Here are some resources you might be interested in: Writing for the Gaming Industry The Ultimate Guide to Video Game Writing and Design– dividedNov 19, 2010 at 17:23
Conveniently, this was just addressed in a post at Tor.com: Breaking Into Video Game Writing– JSBձոգչDec 3, 2010 at 15:35
My first advice is -- don't. There's an attitude in the gaming industry that working on games is so cool they shouldn't have to pay you a fair wage. Working conditions in the game industry tend to lag behind other sectors. Salaries for graphic artists and coders in the game industry are about 1/3 of what those same people would make in any other sector, and I suspect it is the same for writers.
If you must get into the game industry, though, find a company with a history of treating its people fairly, and that use an open-source engine under their games. The business argument for a company to use an open-source engine is persuasive, but for you as a writer the biggest difference is in corporate culture and willingness to give you a fair shake.
Once you've figured out who you want to work with, put together a proposal, send it in, and cross your fingers.
7This guy is totally right. We'd never hire a writer and pay them a real wage. Plus, writing for the game is the fun part, and developers will do that for free. Sad but true. Nov 19, 2010 at 18:01
2I have to agree with @John ... If you honestly wanted to write for video games, you're better as a developer/designer, since writers are rarely hired for more than a short contract.– daestwenNov 20, 2010 at 5:37
Bioware had a contest several years ago to hire a writer. Certainly not an appealing way to go about applying for a job, but that contest did leave behind some potentially useful tips for what sort of writing game companies might be looking for, eg:
Some additional guidelines to keep in mind:
- Dialogue should be no longer than 2-3 lines at a time.
- The dialogue must be fun, easy to read, and not overly verbose.
- We will also be judging the structure of your dialogue.
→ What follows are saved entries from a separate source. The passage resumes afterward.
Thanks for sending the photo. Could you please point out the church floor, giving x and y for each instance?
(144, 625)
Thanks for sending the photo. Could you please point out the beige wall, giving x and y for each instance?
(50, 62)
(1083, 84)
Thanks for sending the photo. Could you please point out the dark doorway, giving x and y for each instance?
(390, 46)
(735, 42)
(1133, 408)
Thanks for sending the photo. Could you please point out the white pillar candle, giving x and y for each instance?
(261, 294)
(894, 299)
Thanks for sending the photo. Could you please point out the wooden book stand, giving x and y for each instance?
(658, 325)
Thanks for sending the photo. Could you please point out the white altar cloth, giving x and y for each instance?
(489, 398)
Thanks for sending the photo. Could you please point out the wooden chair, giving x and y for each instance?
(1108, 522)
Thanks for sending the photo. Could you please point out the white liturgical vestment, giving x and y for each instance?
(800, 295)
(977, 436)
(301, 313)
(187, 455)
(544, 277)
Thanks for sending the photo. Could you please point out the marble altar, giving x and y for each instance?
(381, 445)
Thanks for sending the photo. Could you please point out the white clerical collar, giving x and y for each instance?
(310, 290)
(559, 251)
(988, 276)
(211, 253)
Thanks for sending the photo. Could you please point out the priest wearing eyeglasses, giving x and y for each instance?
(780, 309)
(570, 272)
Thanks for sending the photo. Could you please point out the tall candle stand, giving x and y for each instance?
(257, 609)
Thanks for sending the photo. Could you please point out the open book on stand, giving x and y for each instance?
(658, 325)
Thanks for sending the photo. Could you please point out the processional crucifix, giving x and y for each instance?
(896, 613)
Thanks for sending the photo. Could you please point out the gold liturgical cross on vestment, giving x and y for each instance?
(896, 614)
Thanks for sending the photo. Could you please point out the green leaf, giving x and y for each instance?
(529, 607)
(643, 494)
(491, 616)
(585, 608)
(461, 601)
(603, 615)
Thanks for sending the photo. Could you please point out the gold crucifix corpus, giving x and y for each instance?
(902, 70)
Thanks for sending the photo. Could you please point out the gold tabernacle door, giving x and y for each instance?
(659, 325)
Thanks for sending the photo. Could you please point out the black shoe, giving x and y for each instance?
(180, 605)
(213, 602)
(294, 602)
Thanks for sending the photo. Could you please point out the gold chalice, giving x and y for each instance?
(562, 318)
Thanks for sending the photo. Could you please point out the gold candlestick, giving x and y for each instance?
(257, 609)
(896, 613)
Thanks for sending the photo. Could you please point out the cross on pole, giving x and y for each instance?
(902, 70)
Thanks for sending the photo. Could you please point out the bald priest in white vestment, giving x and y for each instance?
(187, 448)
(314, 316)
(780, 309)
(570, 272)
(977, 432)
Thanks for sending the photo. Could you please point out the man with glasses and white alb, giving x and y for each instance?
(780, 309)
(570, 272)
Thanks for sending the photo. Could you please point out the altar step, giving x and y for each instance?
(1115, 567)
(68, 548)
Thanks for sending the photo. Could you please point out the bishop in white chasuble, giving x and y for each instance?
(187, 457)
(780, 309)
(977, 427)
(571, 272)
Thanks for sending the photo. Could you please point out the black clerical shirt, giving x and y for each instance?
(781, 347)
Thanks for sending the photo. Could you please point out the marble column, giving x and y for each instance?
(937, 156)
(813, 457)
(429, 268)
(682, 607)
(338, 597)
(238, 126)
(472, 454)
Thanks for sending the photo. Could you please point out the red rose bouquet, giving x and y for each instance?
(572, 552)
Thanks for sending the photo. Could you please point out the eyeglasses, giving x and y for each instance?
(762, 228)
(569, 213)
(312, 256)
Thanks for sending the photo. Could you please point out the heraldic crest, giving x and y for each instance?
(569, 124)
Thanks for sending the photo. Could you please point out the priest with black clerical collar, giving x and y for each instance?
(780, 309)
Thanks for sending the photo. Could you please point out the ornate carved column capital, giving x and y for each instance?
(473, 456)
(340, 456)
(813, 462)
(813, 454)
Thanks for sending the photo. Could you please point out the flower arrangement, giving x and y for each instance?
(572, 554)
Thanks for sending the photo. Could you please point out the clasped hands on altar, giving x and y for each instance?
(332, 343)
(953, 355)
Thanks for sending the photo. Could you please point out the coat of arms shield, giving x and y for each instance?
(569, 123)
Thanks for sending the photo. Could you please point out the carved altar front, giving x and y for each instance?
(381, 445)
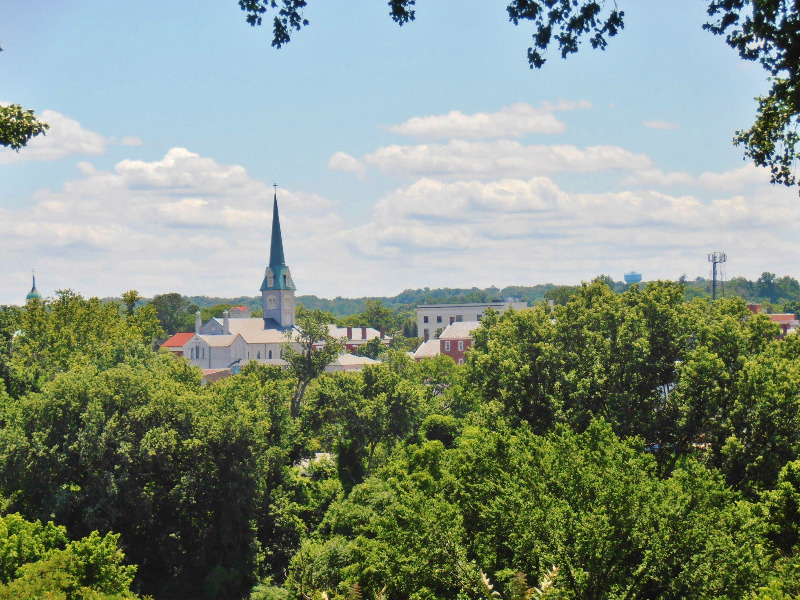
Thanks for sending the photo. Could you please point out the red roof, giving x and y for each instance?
(177, 341)
(782, 318)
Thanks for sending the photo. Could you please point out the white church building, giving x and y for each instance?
(230, 342)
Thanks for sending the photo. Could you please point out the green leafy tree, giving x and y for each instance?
(175, 313)
(356, 413)
(317, 349)
(18, 126)
(187, 474)
(39, 562)
(507, 502)
(52, 335)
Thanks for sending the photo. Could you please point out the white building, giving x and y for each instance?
(235, 339)
(433, 318)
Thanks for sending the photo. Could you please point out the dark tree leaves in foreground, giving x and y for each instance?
(18, 125)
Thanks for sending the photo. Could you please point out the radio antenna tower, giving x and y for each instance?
(715, 258)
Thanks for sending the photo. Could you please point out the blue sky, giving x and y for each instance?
(422, 155)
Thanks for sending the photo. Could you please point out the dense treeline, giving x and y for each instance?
(620, 444)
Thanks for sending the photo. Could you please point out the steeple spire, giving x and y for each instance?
(277, 289)
(34, 293)
(276, 247)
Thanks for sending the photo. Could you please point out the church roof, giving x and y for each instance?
(34, 293)
(252, 331)
(178, 340)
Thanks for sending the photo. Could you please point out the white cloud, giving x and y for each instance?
(517, 231)
(65, 137)
(187, 223)
(183, 222)
(516, 121)
(746, 177)
(501, 158)
(666, 125)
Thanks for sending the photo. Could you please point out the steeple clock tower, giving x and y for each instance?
(277, 289)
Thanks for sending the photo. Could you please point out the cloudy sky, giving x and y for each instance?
(422, 155)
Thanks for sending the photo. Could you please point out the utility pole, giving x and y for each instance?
(715, 258)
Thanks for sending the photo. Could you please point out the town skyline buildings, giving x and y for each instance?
(427, 155)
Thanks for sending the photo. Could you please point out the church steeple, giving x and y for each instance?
(34, 293)
(277, 289)
(276, 247)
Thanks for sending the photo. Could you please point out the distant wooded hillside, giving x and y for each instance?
(772, 291)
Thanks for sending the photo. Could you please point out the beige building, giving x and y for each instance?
(433, 318)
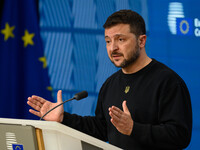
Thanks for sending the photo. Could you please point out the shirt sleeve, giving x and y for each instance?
(175, 121)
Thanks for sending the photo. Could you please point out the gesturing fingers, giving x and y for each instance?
(36, 102)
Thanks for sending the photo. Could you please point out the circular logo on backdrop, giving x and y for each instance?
(184, 27)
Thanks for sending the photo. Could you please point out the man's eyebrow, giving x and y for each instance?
(116, 35)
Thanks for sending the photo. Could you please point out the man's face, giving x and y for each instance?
(122, 46)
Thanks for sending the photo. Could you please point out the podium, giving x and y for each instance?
(19, 134)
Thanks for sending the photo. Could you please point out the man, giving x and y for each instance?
(145, 105)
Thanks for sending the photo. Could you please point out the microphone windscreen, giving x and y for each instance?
(81, 95)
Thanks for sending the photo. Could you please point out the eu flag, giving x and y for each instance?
(22, 62)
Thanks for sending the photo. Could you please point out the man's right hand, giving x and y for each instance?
(41, 106)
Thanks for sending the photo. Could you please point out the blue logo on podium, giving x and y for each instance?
(17, 147)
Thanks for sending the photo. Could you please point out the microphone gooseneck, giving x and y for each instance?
(77, 96)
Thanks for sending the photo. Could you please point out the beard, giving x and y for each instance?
(126, 62)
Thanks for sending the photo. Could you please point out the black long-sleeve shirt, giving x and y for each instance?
(160, 106)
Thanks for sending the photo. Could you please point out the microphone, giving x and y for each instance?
(77, 96)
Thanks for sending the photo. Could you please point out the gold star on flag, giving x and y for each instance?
(28, 38)
(8, 32)
(44, 61)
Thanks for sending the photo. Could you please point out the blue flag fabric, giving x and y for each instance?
(22, 62)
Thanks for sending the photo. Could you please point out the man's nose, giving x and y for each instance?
(114, 46)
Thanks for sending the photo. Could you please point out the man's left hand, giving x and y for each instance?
(122, 120)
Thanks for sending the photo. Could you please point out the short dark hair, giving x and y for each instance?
(136, 22)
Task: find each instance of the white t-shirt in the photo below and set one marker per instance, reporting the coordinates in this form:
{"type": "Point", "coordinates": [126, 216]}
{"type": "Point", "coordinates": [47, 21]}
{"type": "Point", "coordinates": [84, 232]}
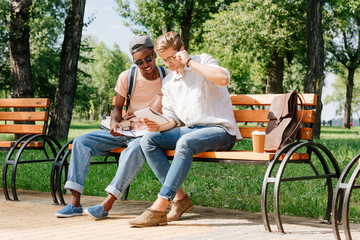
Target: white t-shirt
{"type": "Point", "coordinates": [194, 100]}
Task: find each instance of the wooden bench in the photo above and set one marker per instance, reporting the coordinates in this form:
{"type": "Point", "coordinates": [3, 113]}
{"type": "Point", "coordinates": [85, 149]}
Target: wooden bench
{"type": "Point", "coordinates": [341, 201]}
{"type": "Point", "coordinates": [32, 128]}
{"type": "Point", "coordinates": [248, 116]}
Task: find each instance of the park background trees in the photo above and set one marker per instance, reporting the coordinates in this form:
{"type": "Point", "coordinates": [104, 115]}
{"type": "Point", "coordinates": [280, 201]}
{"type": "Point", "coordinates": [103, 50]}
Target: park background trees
{"type": "Point", "coordinates": [268, 46]}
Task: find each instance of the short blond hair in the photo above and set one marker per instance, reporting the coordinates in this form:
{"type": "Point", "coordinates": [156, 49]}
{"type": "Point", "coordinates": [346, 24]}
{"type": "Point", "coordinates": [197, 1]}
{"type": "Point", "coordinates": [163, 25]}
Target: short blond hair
{"type": "Point", "coordinates": [167, 40]}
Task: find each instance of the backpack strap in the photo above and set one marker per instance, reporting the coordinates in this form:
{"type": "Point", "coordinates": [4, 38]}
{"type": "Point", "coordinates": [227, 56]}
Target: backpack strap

Does the
dialogue flow logically? Does the player feel in control of the conversation?
- Avoid dialogue where the player has very little interaction. The player should feel that he is talking to an NPC, not being talked at.
- Avoid modern sounding dialogue. Do not use modern anachronisms or slang. Fantasy characters shouldn't sound like they come from the 21st century.
- Make the first character interesting. The first character the player talks to sets the tone for the entire module.
Creating a Neverwinter Nights module would definitely be something you could do in order to get a feel for the flow of writing if you want to get involved in writing for RPGs.